I am very excited to have recently joined the King’s Sustainability Team as their new Sustainability Projects Assistant. In this role, I am responsible for helping to raise awareness and embed sustainability throughout the university. This includes Sustainability Champions, which is a brilliant programme run in collaboration with the National Union of Students . It is designed to enable and empower staff to recognise the difference they can make on an individual level, both as a part of the King’s community and throughout wider society. This champions year (18/19) we have 324 staff champions. This is also the first year we will be having student assistants assigned to staff champions teams, bringing staff and student communities together around the common goal of making King’s and the wider society more sustainable and supported. If you’re interested in becoming a champion please get in touch!

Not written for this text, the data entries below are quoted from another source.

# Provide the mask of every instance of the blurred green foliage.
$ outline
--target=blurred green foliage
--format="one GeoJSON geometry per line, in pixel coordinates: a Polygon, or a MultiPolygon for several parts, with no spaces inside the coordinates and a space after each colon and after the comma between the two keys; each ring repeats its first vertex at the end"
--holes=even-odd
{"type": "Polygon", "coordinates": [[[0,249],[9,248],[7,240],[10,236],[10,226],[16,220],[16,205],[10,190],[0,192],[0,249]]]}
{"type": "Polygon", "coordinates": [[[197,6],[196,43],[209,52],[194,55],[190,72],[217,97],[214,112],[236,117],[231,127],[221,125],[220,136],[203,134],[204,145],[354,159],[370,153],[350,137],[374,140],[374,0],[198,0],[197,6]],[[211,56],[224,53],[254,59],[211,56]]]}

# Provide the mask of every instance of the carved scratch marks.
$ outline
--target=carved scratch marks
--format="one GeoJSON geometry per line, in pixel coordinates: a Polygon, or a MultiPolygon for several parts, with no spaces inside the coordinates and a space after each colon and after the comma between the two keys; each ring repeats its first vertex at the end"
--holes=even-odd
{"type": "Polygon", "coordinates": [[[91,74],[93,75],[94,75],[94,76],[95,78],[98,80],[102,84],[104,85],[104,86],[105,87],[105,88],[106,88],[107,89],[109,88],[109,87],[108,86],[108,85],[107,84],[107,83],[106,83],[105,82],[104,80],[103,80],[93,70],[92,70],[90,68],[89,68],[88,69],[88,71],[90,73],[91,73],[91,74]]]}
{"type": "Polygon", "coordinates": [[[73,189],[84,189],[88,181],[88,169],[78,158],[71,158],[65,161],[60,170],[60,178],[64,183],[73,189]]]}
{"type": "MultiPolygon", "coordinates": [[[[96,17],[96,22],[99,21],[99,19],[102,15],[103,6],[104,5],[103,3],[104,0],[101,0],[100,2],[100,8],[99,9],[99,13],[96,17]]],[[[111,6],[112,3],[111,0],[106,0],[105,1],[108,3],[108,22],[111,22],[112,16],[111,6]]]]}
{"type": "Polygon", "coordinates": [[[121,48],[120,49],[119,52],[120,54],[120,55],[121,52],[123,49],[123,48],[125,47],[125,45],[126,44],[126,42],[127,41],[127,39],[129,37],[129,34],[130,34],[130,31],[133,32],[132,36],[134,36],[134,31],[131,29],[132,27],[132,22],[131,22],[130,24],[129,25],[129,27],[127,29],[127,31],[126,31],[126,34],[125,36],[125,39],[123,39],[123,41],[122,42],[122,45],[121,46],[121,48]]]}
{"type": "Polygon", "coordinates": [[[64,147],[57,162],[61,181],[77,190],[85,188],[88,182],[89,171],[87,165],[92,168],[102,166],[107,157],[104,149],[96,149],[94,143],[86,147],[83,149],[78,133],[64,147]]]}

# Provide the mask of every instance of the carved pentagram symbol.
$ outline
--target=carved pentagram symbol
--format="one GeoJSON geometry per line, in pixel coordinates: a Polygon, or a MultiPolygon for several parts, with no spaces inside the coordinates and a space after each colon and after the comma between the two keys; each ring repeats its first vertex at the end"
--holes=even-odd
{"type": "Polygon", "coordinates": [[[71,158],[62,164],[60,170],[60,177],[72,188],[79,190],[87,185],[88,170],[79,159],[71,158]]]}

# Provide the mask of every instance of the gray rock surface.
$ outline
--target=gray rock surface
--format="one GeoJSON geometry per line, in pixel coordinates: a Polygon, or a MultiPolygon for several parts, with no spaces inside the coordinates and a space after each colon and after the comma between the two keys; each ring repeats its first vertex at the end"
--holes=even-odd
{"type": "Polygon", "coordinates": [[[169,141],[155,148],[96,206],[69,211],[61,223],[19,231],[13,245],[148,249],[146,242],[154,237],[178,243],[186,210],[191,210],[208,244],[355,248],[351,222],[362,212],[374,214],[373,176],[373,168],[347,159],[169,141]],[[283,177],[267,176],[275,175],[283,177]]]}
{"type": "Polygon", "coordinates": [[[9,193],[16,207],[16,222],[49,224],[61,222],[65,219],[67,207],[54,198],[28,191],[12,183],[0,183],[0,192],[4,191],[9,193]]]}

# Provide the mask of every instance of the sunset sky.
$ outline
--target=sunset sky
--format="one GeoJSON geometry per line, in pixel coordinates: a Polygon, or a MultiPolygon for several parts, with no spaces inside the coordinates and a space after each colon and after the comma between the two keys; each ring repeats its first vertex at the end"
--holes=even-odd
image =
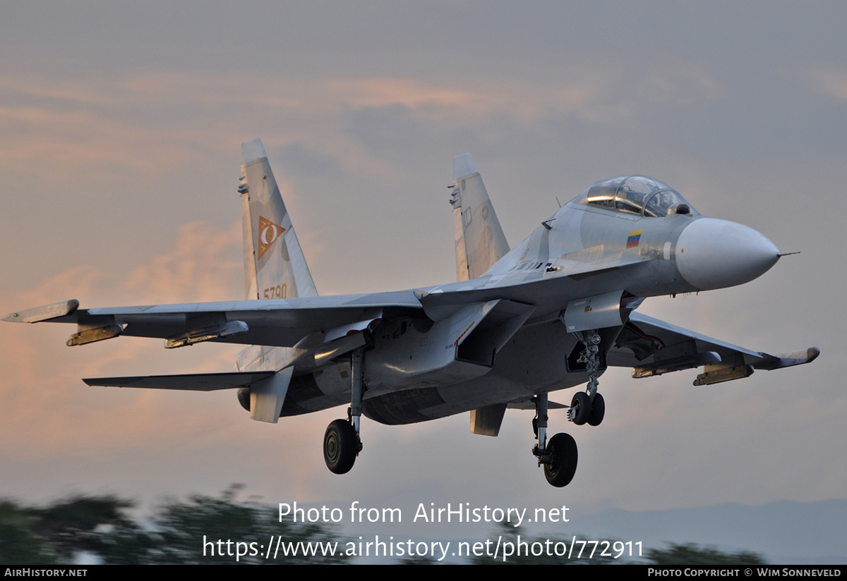
{"type": "MultiPolygon", "coordinates": [[[[811,365],[693,387],[601,378],[606,416],[554,489],[532,414],[363,421],[353,470],[321,454],[343,408],[252,422],[232,392],[81,377],[232,368],[238,347],[0,324],[0,496],[217,494],[590,512],[847,499],[847,5],[840,3],[4,2],[0,315],[243,297],[242,141],[261,137],[322,294],[455,277],[446,186],[473,154],[514,245],[595,181],[654,176],[783,252],[744,287],[640,310],[811,365]]],[[[551,394],[569,401],[572,392],[551,394]]]]}

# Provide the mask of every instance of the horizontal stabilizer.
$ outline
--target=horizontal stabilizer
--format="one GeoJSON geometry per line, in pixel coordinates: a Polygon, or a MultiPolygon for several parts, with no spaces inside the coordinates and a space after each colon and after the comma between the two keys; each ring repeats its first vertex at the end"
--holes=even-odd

My relationship with the university began in 2014, when I came down from the North of England to start my Geography degree at King’s. As a new student in London, I wanted to find programmes I could get involved in which combined community and environmental action. In my first year, this included the University of London’s Reduce the Juice programme. This involvement with the UoL Sustainability Team then led in my second year to developing my own initiative. This initiative was to make meals in UoL halls of residences more sustainable through the introduction of a daily vegan option. This not only replaced a meat based dish, but also responded to the dietary and cultural demographic of the halls’ residents and actively responded to feedback given in the student experience surveys. My work around sustainable food developed in my third year of university, working with the King’s sustainability team to get King’s College London a Sustainable Restaurant Association (SRA) rating. The SRA assessment is known as the ‘Michelin stars of sustainability’ and is based on three pillars of sustainability: Sourcing, Society and Environment. The assessment included a wide variety of criteria, from fair treatment of staff, our use of natural resources, food waste, community outreach and charity work, and food certifications. I am very happy to say that King’s submitted its final SRA assessment in November (2018) and will receive its SRA rating and sustainability action plan with the key areas to improve and guidance on how to do this in January 2019.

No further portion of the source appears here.